Marlin Firmware original logo design by Ahmet Cem TURAN @ahmetcemturan.

Marlin2ForPipetBot (https://github.com/DerAndere1/Marlin)

Copyright 2024 DerAndere

Marlin2ForPipetBot is modified by:

Marlin2ForPipetBot is based on:

MarlinFirmware/Marlin Marlin 3D Printer Firmware (https://github.com/MarlinFirmware/Marlin)

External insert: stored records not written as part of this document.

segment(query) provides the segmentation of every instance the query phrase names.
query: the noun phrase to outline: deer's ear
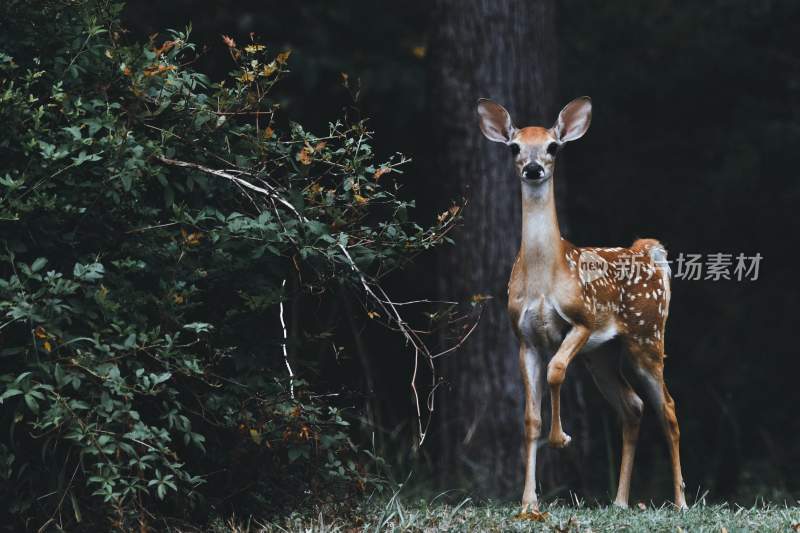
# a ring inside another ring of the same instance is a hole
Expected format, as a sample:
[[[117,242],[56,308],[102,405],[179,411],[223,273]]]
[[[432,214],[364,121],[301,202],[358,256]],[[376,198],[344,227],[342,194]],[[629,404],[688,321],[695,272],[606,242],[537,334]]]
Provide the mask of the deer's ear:
[[[553,126],[556,138],[561,142],[580,139],[592,122],[592,99],[581,96],[564,106]]]
[[[478,100],[478,116],[481,131],[487,139],[497,143],[511,142],[516,128],[511,124],[511,115],[503,106],[481,98]]]

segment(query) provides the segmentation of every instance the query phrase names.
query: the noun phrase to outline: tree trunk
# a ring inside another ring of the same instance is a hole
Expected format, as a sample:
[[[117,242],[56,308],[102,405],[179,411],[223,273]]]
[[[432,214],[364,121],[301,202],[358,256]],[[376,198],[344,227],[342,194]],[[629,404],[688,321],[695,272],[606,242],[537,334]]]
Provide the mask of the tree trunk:
[[[480,133],[476,104],[480,97],[492,98],[510,111],[518,127],[550,125],[558,111],[554,11],[553,0],[437,0],[432,18],[430,108],[437,175],[445,197],[469,201],[456,245],[441,252],[439,290],[447,299],[492,297],[478,329],[442,364],[447,386],[438,393],[435,414],[437,466],[443,485],[466,485],[473,494],[491,497],[519,497],[523,483],[519,348],[506,313],[521,208],[511,155]],[[560,199],[563,185],[559,176]],[[563,209],[559,216],[563,222]],[[582,438],[585,425],[575,422],[580,409],[575,400],[581,395],[572,377],[564,390],[565,425]],[[546,416],[547,405],[542,411]],[[585,443],[578,440],[578,447],[560,456],[540,450],[545,493],[556,488],[551,484],[556,477],[561,484],[567,481],[565,466],[584,455]]]

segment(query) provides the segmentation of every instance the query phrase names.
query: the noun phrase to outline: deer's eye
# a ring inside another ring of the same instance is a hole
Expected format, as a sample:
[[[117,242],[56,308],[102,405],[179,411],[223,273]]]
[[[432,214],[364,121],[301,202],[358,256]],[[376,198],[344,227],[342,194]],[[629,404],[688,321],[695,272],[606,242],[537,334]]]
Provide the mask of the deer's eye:
[[[514,157],[519,155],[519,145],[517,143],[511,143],[510,146],[511,146],[511,155],[513,155]]]
[[[558,152],[558,143],[550,143],[547,145],[547,153],[550,155],[556,155]]]

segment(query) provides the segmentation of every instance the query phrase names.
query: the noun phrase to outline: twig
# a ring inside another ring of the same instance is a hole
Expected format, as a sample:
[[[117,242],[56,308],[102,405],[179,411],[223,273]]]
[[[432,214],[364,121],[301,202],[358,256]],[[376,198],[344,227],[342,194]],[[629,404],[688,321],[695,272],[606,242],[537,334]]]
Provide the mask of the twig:
[[[449,300],[409,300],[407,302],[392,302],[396,306],[414,305],[414,304],[448,304],[457,305],[458,302],[451,302]]]
[[[69,456],[67,456],[67,457],[69,457]],[[47,526],[49,526],[50,524],[55,522],[56,514],[58,514],[58,512],[61,511],[61,506],[64,505],[64,498],[67,497],[67,493],[69,492],[69,489],[72,488],[72,483],[75,481],[75,474],[78,473],[78,468],[80,466],[81,466],[81,462],[78,461],[75,464],[75,470],[72,471],[72,476],[69,478],[69,483],[67,483],[67,488],[64,489],[64,493],[61,495],[61,498],[58,499],[58,505],[56,505],[56,508],[53,510],[53,514],[50,515],[50,519],[47,522],[42,524],[42,527],[40,527],[38,529],[37,533],[41,533],[42,531],[46,531],[47,530]]]
[[[439,353],[437,353],[437,354],[434,354],[434,355],[432,355],[432,356],[431,356],[431,359],[436,359],[437,357],[441,357],[441,356],[443,356],[443,355],[446,355],[446,354],[448,354],[448,353],[450,353],[450,352],[453,352],[453,351],[455,351],[455,350],[458,350],[458,349],[461,347],[461,345],[462,345],[462,344],[464,344],[464,343],[467,341],[467,339],[469,338],[469,336],[470,336],[470,335],[472,335],[472,332],[473,332],[473,331],[475,331],[475,328],[477,328],[477,327],[478,327],[478,323],[481,321],[481,316],[483,315],[483,309],[484,309],[484,307],[483,307],[483,306],[481,306],[481,310],[480,310],[480,312],[478,313],[478,318],[477,318],[477,319],[475,320],[475,322],[472,324],[472,327],[471,327],[471,328],[469,328],[469,331],[467,331],[467,334],[466,334],[466,335],[464,335],[463,337],[461,337],[461,338],[458,340],[458,342],[457,342],[456,344],[454,344],[453,346],[451,346],[450,348],[447,348],[446,350],[442,350],[441,352],[439,352]]]
[[[455,351],[462,344],[464,344],[464,342],[466,342],[469,336],[472,335],[472,332],[475,331],[475,328],[477,328],[481,315],[480,314],[478,315],[478,318],[475,320],[475,323],[472,325],[472,327],[467,331],[467,333],[464,336],[462,336],[458,340],[458,342],[454,346],[451,346],[450,348],[447,348],[436,354],[431,353],[430,349],[428,349],[428,347],[419,337],[417,332],[406,325],[405,320],[403,320],[403,317],[397,310],[397,306],[399,304],[393,302],[380,285],[376,285],[375,289],[373,290],[373,288],[367,281],[367,278],[364,275],[364,273],[361,272],[361,270],[355,264],[355,261],[353,261],[353,258],[348,253],[347,248],[345,248],[341,243],[338,243],[337,246],[347,259],[350,268],[358,276],[358,279],[361,281],[361,285],[364,288],[364,291],[366,292],[367,296],[371,298],[378,305],[378,307],[380,307],[386,313],[387,318],[392,322],[394,322],[394,324],[397,326],[398,331],[400,331],[406,338],[406,341],[409,342],[414,347],[414,371],[411,376],[411,391],[414,395],[414,407],[416,408],[417,412],[419,445],[422,446],[422,444],[425,442],[425,437],[428,433],[428,428],[431,423],[431,416],[433,415],[434,411],[434,392],[436,391],[436,389],[440,384],[437,382],[436,367],[434,365],[434,360],[438,357],[441,357],[443,355]],[[380,293],[380,296],[378,296],[376,291]],[[403,303],[409,304],[416,302],[403,302]],[[481,314],[482,313],[483,313],[483,308],[481,308]],[[422,407],[420,406],[419,392],[417,390],[417,373],[419,371],[420,356],[424,356],[425,359],[428,361],[428,368],[430,369],[431,372],[431,391],[428,393],[428,398],[426,401],[428,417],[427,420],[425,421],[423,421]]]
[[[295,206],[293,206],[291,203],[289,203],[288,200],[284,199],[281,195],[279,195],[278,192],[271,185],[268,185],[268,184],[265,183],[265,185],[267,187],[269,187],[269,189],[264,189],[262,187],[258,187],[256,185],[253,185],[252,183],[250,183],[247,180],[243,180],[242,178],[237,178],[233,174],[230,174],[230,173],[225,172],[223,170],[216,170],[216,169],[213,169],[213,168],[205,167],[203,165],[199,165],[197,163],[190,163],[188,161],[178,161],[176,159],[168,159],[168,158],[162,157],[162,156],[156,156],[156,159],[158,161],[161,161],[165,165],[173,165],[173,166],[176,166],[176,167],[193,168],[195,170],[199,170],[201,172],[205,172],[206,174],[211,174],[213,176],[218,176],[220,178],[225,178],[226,180],[230,180],[230,181],[236,183],[237,185],[241,185],[242,187],[245,187],[245,188],[250,189],[252,191],[264,194],[264,195],[266,195],[266,196],[278,201],[284,207],[288,208],[289,211],[291,211],[301,221],[305,222],[307,220],[306,217],[304,217],[303,215],[300,214],[300,212],[297,210],[297,208]]]
[[[281,288],[284,287],[286,287],[285,279],[283,283],[281,283]],[[283,328],[283,342],[281,343],[283,347],[283,362],[286,363],[286,370],[289,371],[289,396],[294,400],[294,372],[292,372],[292,365],[289,364],[289,352],[286,350],[288,335],[286,332],[286,322],[283,320],[283,300],[280,301],[280,309],[281,327]]]
[[[144,227],[144,228],[135,228],[135,229],[132,229],[130,231],[126,231],[125,233],[126,234],[128,234],[128,233],[138,233],[140,231],[149,231],[151,229],[166,228],[166,227],[169,227],[169,226],[175,226],[177,224],[179,224],[179,222],[167,222],[166,224],[157,224],[155,226],[147,226],[147,227]]]

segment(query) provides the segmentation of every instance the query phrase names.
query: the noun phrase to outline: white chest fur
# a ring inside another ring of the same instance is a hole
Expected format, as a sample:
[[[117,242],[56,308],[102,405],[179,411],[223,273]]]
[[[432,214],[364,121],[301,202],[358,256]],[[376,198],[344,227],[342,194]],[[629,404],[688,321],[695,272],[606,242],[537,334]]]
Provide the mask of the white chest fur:
[[[556,306],[544,295],[528,299],[517,324],[523,339],[532,346],[558,348],[569,327]]]

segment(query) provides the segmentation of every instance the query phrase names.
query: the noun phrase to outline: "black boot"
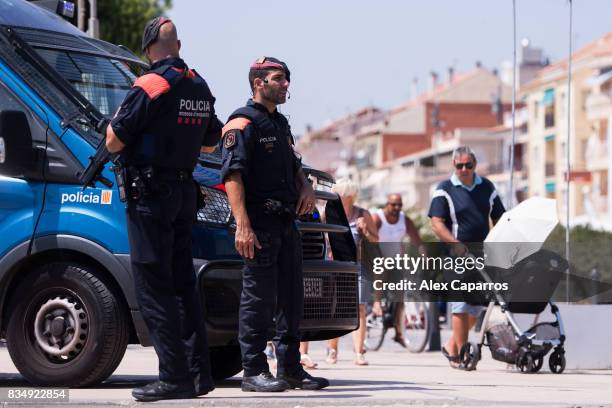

Copyright (c) 2024 MarlinFirmware [https://github.com/MarlinFirmware/Marlin]

Contributions

Author Contact Contribution
DerAndere @DerAndere1 main developer of multi-axis support, idea, initial implementation, added features AXIS4_NAME, I_DRIVER_TYPE ... W_DRIVER_TYPE, PENTA_AXIS_HT, PENTA_AXIS_TRT, TOOLS, EVENT_GCODE_TOOLCHANGE_T0, EVENT_GCODE_TOOLCHANGE_T1, SAFE_BED_LEVELING_POSITION_X, AXIS4_ROTATES, FOAMCUTTER_XYUV, ARTICULATED_ROBOT_ARM, QUICK_HOME_ALL_NON_Z_AXES, LCD_SHOW_SECONDARY_AXES, added commands G10, G43, G43.4, G49, bugfixes
Gabriel Beraldo @GabrielBeraldo hardware debugging, bugfixes yielding first working prototype (make additional axes move, fix EEPROM)
Olivier Briand @hobiseven testing, added experimental compatibility with different configurations, code review, FOAMCUTTER_XYUV feed rate interpretation mode
Wolverine @MohammadSDGHN added experimental compatibility with different configurations (BigTreeTech SKR Pro 1.1, Trinamic TMC drivers, StealthChop, sensorless homing)
bilsef @bilsef testing, code review, bugfixes (fix movement of additional axes, fix types.h, fix EEPROM)
FNeo31 @FNeo31 added experimental drilling cyles (G81, G82, G83)
HendrikJan-5D @HendrikJan-5D testing bed leveling and Trinamic TMC, bugfixes yielding first working 9 axis printer prototype
Paloky @paloky Initial extension of multi-axis support from 6 to 8 axes
Keith @rcKeith Testing of FOAMCUTTER_XYUV and LCD_SHOW_SECONDARY_AXES
Phillipp Webb @Domush Added commands G10 L2, G10 L20
Scott Lahteine @thinkyhead code review, refactoring
MarlinFirmware @MarlinFirmware Marlin 3D Printer firmware

License

Marlin2ForPipetBot is published under the GPL license because we believe in open development. The GPL comes with both rights and obligations. Whether you use Marlin firmware as the driver for your open or closed-source product, you must keep Marlin open, and you must provide your compatible Marlin source code to end users upon request. The most straightforward way to comply with the Marlin license is to make a fork of Marlin on Github, perform your modifications, and direct users to your modified fork.

While we can't prevent the use of this code in products (3D printers, CNC, etc.) that are closed source or crippled by a patent, we would prefer that you choose another firmware or, better yet, make your own.